Denplan launched a range of the more restrictive type earlier this year to complement the more comprehensive products it already offers. “The feedback we’d had from brokers indicated a need for this type of product,” says Matt Reeves, corporate channel manager at Denplan. “It gives
hem a lower price point.”
For example, the cheapest unrestricted product Denplan offers starts from around £8 a month as a flexible benefit, depending on the size and profile of the group, while the cheapest more restricted benefit schedule plan comes in at between £5 and £6 a month.
At this price the cheaper plan would give you an annual limit of £600 for routine and restorative dental treatment, with treatment limits based on NHS charges; £600 towards injury and emergency dental treatment; £12,000 for mouth cancer; hospital cash benefit of £50 a night up to £1,000 a year; and up to £1,000 for dentist call-out fees. In comparison, the unrestricted plan, Denplan Elementary, offers 100 per cent reimbursement for NHS treatment charges as well as reimbursement for private treatment up to NHS limits.
With their higher levels of cover, and a not dissimilar price point to some cash plans, there is a risk that cash plan providers will see some of their hard won business switch over to dental plans as employees seek more benefit.

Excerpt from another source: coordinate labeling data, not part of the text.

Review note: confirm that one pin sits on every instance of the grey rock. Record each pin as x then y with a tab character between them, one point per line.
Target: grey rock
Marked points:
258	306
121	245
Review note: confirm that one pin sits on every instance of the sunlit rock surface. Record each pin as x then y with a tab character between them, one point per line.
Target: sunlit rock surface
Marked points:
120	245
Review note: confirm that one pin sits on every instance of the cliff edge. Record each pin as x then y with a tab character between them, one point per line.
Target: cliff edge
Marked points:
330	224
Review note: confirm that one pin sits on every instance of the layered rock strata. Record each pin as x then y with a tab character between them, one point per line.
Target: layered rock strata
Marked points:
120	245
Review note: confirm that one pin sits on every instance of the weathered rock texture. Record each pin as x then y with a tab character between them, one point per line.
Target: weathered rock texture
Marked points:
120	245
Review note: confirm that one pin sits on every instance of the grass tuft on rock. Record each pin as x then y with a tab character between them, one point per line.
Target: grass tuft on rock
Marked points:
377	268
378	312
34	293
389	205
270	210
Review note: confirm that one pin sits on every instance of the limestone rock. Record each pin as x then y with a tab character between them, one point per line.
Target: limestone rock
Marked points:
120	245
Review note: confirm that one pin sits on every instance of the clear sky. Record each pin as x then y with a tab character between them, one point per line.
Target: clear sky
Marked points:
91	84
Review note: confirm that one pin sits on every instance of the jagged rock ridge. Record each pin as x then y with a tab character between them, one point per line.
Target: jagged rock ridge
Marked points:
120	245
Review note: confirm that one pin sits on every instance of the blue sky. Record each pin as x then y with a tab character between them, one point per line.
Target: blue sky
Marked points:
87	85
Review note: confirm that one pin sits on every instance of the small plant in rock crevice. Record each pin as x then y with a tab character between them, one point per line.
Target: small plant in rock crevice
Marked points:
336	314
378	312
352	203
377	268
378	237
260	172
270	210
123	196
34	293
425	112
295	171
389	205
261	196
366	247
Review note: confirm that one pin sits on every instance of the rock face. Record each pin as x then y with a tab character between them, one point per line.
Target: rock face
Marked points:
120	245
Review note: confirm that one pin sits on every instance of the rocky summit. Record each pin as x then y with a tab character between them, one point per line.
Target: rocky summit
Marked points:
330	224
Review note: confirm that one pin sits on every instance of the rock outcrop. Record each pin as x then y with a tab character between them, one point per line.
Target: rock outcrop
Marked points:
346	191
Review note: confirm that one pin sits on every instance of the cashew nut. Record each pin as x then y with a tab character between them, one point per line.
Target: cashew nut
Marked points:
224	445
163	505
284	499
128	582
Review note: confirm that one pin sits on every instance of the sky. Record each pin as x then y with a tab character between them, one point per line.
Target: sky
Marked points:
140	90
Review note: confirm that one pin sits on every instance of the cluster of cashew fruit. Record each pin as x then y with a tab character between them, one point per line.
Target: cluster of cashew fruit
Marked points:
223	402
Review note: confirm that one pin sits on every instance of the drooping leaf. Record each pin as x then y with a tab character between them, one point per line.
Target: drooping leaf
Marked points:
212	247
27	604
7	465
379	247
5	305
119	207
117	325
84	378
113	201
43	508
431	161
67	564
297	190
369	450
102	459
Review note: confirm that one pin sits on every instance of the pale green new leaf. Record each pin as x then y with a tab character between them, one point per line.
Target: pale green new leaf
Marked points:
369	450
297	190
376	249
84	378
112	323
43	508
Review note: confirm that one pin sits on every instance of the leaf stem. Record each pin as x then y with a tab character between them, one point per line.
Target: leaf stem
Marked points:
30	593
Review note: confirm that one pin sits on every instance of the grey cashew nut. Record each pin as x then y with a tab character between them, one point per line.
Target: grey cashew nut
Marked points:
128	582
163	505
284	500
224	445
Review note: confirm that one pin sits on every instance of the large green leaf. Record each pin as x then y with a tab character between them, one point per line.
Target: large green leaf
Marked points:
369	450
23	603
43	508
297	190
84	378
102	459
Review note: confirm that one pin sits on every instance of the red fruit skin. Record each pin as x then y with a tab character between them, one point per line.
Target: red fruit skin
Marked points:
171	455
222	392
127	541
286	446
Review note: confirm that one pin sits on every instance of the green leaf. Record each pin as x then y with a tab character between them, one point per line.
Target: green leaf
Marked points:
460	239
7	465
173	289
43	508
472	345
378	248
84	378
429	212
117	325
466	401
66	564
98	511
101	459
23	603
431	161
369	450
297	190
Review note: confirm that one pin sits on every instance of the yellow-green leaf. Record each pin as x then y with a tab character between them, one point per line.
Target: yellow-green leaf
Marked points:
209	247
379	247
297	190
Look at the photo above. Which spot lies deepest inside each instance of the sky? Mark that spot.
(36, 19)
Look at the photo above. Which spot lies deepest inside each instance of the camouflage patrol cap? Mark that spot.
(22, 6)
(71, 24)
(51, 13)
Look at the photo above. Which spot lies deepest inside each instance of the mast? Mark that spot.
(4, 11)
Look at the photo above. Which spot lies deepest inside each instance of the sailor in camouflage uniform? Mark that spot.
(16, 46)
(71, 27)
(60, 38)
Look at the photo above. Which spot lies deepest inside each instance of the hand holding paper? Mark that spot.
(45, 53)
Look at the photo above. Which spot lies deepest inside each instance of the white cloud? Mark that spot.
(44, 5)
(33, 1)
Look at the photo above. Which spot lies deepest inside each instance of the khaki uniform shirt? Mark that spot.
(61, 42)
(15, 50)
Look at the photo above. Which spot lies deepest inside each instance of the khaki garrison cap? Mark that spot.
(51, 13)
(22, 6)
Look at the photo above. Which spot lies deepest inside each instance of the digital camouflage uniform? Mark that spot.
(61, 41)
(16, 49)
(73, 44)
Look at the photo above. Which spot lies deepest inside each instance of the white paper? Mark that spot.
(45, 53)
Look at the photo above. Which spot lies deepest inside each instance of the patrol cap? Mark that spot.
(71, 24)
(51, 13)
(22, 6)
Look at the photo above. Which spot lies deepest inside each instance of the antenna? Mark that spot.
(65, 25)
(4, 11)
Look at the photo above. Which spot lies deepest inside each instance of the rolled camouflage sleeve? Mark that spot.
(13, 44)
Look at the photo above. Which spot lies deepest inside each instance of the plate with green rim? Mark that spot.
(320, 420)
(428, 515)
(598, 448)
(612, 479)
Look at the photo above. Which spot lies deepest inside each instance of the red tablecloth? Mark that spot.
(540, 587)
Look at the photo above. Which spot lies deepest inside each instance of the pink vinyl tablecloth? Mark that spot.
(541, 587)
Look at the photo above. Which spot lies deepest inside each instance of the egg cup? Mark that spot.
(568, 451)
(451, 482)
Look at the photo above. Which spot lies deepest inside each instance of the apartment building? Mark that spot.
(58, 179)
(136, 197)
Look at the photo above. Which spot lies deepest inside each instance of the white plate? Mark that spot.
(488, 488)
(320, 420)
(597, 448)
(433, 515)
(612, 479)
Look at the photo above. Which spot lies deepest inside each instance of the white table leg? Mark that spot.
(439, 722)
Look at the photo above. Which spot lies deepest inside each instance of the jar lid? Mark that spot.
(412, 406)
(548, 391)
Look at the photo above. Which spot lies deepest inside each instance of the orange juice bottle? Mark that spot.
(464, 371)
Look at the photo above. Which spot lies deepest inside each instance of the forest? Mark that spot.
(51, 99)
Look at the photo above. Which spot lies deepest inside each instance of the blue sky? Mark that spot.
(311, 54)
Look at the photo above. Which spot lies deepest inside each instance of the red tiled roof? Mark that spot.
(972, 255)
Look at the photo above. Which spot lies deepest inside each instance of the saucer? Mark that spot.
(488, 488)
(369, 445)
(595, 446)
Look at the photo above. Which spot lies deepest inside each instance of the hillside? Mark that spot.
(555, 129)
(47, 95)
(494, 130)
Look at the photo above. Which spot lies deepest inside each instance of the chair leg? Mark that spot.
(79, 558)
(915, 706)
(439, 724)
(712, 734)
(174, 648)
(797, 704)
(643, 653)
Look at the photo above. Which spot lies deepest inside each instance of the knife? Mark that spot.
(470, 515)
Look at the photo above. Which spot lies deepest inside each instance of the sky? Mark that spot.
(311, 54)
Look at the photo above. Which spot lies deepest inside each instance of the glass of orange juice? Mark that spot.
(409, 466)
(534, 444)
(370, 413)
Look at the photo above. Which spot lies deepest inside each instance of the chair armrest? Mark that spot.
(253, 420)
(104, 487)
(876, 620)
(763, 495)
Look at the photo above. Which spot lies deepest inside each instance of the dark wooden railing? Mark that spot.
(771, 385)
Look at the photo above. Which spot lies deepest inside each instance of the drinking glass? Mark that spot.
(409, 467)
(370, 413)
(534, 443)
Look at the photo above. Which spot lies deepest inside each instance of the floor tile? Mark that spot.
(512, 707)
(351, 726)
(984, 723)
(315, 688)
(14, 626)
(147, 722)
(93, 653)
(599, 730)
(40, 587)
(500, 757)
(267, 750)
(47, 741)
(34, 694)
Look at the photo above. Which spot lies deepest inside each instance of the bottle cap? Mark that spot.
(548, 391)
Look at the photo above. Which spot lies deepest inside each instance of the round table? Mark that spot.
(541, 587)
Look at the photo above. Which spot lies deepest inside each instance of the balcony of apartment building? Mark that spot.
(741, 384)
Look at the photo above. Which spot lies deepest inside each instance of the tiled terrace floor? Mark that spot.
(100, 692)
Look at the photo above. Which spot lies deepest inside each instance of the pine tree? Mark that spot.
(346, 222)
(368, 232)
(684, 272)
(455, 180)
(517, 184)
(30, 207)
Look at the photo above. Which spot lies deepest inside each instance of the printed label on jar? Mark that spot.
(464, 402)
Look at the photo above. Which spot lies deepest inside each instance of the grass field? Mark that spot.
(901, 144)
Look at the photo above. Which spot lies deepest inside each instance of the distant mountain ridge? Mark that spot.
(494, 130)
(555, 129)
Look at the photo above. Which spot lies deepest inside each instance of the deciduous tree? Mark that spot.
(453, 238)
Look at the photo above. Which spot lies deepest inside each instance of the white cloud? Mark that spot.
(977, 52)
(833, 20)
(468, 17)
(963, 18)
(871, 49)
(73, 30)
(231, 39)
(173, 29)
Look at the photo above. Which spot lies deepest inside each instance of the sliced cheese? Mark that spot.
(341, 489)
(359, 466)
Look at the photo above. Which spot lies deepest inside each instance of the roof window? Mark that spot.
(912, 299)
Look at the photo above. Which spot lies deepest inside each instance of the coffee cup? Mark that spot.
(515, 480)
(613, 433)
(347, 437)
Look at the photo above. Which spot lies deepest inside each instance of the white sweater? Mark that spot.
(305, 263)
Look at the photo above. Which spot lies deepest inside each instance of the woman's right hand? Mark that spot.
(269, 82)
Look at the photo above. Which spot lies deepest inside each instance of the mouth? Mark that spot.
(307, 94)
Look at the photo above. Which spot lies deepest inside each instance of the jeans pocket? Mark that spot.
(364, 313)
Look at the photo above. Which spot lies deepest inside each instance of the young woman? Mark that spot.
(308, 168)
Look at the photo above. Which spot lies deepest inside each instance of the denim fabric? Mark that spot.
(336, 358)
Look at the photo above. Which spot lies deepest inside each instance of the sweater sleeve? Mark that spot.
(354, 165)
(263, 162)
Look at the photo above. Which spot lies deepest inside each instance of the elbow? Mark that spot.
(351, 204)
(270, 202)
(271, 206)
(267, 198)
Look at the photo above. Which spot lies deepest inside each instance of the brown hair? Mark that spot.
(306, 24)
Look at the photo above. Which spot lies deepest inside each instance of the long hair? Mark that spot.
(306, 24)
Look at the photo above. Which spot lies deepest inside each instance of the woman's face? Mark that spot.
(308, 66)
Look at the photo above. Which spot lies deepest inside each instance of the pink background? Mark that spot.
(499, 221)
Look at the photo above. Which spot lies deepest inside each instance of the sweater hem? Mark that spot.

But, although his company offers both, Howard Hughes, head of employer marketing at Simplyhealth, doesn’t believe this will be the case. “Cash plans give much broader cover, including optical and physiotherapy,” he says. “On top of that the optical and employee assistance programme benefits enable employers to fulfil some of their duty of care requirements.”
But this could change. Reeves believes further innovation may occur in the dental plan market, with providers adding in some of the benefits seen on cash plans, for example optical and physiotherapy benefits, to give them a broader appeal. “We haven’t really competed with cash plans in the past but this will change. Dental plan and cash plan providers will need to be more flexible in the future,” he adds.
This could push the cash plan providers to up their dental benefits. Shires says he won’t rule out increasing dental benefit but adds that it’s not something he’s asked for very often. “Employers and employees like the current price levels. If we replicated the benefits on a dental plan you could be looking at a premium of as much as £300 a year. The P11d benefit on that compared to £50 a year would put some employees off,” he explains.
There’s also some reluctance to increase the dental cover on cash plan because of the effect it would have on the premium. “If you increase the cost you could destroy the model,” says Judge. “At a few pounds a week you get a mix of people that forget to claim alongside those that claim for everything. Increase the premiums and you run the risk that you replicate the problems in the medical insurance market where everyone tries to claim back their premium. The cash plan model works: don’t make them become something they’re not.”